One area where data science has already had worldwide impact is in helping humans understand languages they don’t speak.
This challenge is getting bigger. In 2009, 37 languages were required to¨ reach 98 per cent of people who were online. To reach the same percentage in 2012, 48 languages were needed. The solution, of course, is translation, but the era of big data demands a scalable solution. Enter the data scientists with Statistical Machine Translation!
Statistical machine translation (SMT) starts with a very big dataset of ‘good’ translations; these are typically taken from parallel corpora of texts, which have been manually translated into multiple languages, such as the European Parliament records of its proceedings. Using this data, systems can be trained to map out the correspondences between words and phrases in pairs of languages.
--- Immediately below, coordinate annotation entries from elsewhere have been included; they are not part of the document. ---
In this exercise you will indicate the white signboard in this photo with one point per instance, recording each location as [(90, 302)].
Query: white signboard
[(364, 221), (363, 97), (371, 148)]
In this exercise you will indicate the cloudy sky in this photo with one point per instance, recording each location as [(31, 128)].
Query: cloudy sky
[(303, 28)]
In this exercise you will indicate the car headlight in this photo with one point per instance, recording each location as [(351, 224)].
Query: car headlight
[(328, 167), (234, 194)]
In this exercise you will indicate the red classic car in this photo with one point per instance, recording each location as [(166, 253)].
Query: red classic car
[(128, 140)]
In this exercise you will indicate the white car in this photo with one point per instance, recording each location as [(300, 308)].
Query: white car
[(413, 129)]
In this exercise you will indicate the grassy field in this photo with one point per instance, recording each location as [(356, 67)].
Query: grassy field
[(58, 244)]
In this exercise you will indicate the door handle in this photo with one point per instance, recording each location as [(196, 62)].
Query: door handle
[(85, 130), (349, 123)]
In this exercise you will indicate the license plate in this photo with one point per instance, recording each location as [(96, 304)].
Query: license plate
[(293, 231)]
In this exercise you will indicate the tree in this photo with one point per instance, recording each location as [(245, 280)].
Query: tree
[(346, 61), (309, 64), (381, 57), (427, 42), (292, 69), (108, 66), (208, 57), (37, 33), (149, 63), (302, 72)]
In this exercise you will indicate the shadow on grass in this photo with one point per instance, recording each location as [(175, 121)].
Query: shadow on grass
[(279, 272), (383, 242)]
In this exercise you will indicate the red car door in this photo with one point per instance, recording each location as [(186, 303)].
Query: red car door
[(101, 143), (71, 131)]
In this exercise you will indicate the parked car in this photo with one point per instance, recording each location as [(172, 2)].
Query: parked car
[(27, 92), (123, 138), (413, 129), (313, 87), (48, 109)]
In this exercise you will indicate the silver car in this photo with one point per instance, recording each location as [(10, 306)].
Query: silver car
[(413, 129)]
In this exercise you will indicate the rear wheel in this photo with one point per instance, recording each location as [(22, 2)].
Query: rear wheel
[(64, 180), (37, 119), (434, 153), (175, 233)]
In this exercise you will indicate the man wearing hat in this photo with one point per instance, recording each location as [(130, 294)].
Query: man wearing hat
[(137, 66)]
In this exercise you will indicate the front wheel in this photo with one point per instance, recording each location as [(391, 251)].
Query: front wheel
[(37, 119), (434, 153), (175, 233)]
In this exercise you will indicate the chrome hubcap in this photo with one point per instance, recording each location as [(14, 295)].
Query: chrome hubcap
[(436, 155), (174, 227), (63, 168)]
These mappings are then stored and can be used in future translations.
The work carried out at the University of Edinburgh has led to the development of Moses, the dominant open-source toolkit for building SMT systems. Moses started in 2005 as a research project in the School of Informatics. With European funding under the Euromatrix project, it has grown over the last seven years into the standard machine translation platform used by researchers across the globe.
Today, Moses is one of the most widely adopted machine translation toolkits in industry. Its maturity and quality, as well as its open-source licence, mean that it is often preferred over proprietary systems and its ‘DNA’ can also be traced in most proprietary systems.
Moses has been an important development for the machine translation sector because companies can build custom MT engines without rewriting the translation engine
TAUS, the innovation thinktank and interoperability watchdog for the translation industry, recently stated in their Translation Technology Landscape Report 2013: Moses has been an important development for the machine translation sector because companies can build custom MT engines without rewriting the translation engine. Moses has enabled many companies to launch custom machine translation offerings with a modest effort.”
One such company using Moses is Capita plc. Their Translation and Interpreting division, Capita TI, have developed SmartMATE, which is built using the Moses platform and is fully customisable for their clients. SmartMATE is capable of processing millions of words per day, providing content that can then be post-edited by human translators. Through the use of SMT, Capita states that a human translator can increase productivity from translating 2,000 words to post-editing over 5,000 words per day. The solution works in over 40 different languages, ranging from Albanian to Vietnamese, and is often used by clients to help translate customer enquiries, webpages or user generated content.